Forty-five minutes earlier, my wife and I had walked within a block or two of Lindt cafe, a random coffee-chocolate shop in Sydney’s CBD. Thirty-five minutes earlier was right around the time that Man Haron Monis walked into the cafe, carrying a bag in which he’d placed a sawn-off shotgun, a shotgun later used to execute one of his hostages, cafe manager Tori Johnson, with a single shot to the head. He may have also used it to kill another hostage, Katrina Dawson, though as I write this the cause of her death has not yet been determined.

Forty-five minutes earlier, we’d thought about stopping somewhere to grab a coffee for the walk over to the rental car office, but didn’t. We did watch three policeman zip by us on motorcyles, sirens blaring. We’d thought nothing of it; perhaps there was a fire or a car accident or a brown-bellied snake attack. Later, we learned that they were the first responders on the scene.

I had the event ID number, but for a moment we weren’t sure that we should be on the roads. Nothing was clear at that time; one of the carpark employees told us that a few months ago a beheading at Martin Place, where the cafe was located, had been threatened. God help us, maybe this was it; an ISIS flag, after all, was apparently hung in the window. Maybe this was just a distraction, and other, larger events were in the works; someone had already been arrested in Sydney that very morning, after all, on terrorism suspicions.
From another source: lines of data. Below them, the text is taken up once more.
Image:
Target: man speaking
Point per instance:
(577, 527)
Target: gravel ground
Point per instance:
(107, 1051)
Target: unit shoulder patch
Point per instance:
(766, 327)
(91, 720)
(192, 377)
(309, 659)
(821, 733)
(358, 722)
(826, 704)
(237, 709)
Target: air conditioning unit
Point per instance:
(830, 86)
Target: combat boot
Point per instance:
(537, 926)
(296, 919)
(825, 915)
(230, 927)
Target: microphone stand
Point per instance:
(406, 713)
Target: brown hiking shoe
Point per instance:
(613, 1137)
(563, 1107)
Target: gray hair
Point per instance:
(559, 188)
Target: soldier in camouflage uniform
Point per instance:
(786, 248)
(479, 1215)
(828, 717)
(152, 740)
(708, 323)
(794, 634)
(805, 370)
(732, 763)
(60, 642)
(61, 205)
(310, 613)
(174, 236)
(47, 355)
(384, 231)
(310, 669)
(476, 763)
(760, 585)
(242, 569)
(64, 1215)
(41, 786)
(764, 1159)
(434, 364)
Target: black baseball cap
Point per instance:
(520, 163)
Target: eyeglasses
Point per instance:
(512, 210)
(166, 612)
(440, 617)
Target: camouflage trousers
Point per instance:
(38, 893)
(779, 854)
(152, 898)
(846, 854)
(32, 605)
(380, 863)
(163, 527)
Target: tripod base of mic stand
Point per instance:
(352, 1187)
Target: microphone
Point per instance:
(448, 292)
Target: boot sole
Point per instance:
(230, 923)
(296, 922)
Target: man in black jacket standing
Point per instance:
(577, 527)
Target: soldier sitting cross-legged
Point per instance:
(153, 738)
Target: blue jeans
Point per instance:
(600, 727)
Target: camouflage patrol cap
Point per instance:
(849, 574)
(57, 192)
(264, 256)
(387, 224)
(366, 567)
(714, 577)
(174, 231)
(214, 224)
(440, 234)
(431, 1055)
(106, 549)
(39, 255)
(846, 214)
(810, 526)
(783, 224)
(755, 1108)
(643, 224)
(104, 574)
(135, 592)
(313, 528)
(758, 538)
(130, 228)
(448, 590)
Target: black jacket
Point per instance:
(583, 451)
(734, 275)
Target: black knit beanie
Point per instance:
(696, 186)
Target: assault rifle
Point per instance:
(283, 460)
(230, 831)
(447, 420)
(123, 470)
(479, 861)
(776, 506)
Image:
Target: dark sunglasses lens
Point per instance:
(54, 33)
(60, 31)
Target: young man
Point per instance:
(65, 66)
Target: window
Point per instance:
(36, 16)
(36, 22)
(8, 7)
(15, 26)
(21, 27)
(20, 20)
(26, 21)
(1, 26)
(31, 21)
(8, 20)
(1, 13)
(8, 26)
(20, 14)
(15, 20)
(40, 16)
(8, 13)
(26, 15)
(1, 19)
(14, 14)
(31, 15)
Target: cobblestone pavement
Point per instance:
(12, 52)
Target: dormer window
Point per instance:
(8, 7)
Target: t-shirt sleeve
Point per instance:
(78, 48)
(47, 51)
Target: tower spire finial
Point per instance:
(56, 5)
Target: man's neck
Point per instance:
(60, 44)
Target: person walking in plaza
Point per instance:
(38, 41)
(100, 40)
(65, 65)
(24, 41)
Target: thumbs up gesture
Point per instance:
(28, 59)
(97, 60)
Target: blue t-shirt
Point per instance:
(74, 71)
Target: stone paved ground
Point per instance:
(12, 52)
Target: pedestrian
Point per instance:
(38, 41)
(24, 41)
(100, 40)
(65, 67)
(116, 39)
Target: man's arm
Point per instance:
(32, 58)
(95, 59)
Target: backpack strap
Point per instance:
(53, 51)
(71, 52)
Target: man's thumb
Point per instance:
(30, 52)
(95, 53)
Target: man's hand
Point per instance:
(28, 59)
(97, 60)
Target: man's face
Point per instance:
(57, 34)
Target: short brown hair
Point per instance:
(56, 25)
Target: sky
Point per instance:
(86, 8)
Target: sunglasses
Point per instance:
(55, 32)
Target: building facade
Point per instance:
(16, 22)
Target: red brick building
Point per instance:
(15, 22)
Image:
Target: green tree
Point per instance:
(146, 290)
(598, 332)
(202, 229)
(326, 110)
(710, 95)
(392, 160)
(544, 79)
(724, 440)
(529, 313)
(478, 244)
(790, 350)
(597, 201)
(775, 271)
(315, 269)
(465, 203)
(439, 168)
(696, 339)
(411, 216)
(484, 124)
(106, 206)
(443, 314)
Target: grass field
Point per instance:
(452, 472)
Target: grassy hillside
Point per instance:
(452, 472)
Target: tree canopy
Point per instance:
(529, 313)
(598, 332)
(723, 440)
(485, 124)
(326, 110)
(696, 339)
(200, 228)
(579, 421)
It was a beautiful morning, clear skies and warm, and I couldn’t help but remember that 9/11 happened on a day just like it. Nothing was clear.

But I had the event ID number; I’d gotten it by calling the police, unknowingly, as the same time all of this was unfolding. This was the only chance we’d have on this visit to go on our long-planned day trip to Hunter Valley, so we did what most would probably do: we traded the event ID number for a rental car and took the trip.

In the car we listened to talking heads talk about the situation as it unfolded, our emotions vacillating between excitement (guilt) about seeing Hunter Valley and incredulity at what had happened, at what was happening as we bombed down M1. We talked about those poor, poor people stuck inside that cafe, and we talked about which vineyards we wanted to visit.

And that night back at our Airbnb aparment, after we’d visited several vineyards, after we’d splurged a little on a fancy lunch at a fancy vineyard restaurant, after we’d been thrilled at spotting a pair of kangaroos in the wild, we sat down to watch the news, waiting for something to happen. A few hostages had escaped, but there were more still inside. Oh, and the Taliban slaughtered more than 100 kids in a Pakistan school, too.

We passed out.

In the morning, I awoke to news that the gunman and two  hostages were dead. The school children in Pakistan were dead, and oh, a gunman was on the loose in Pennsylvania, too. He’d killed a bunch of people. We showered and dressed, and did what most might do: returned the rental car on time, then walked to a nearby art museum and had coffee.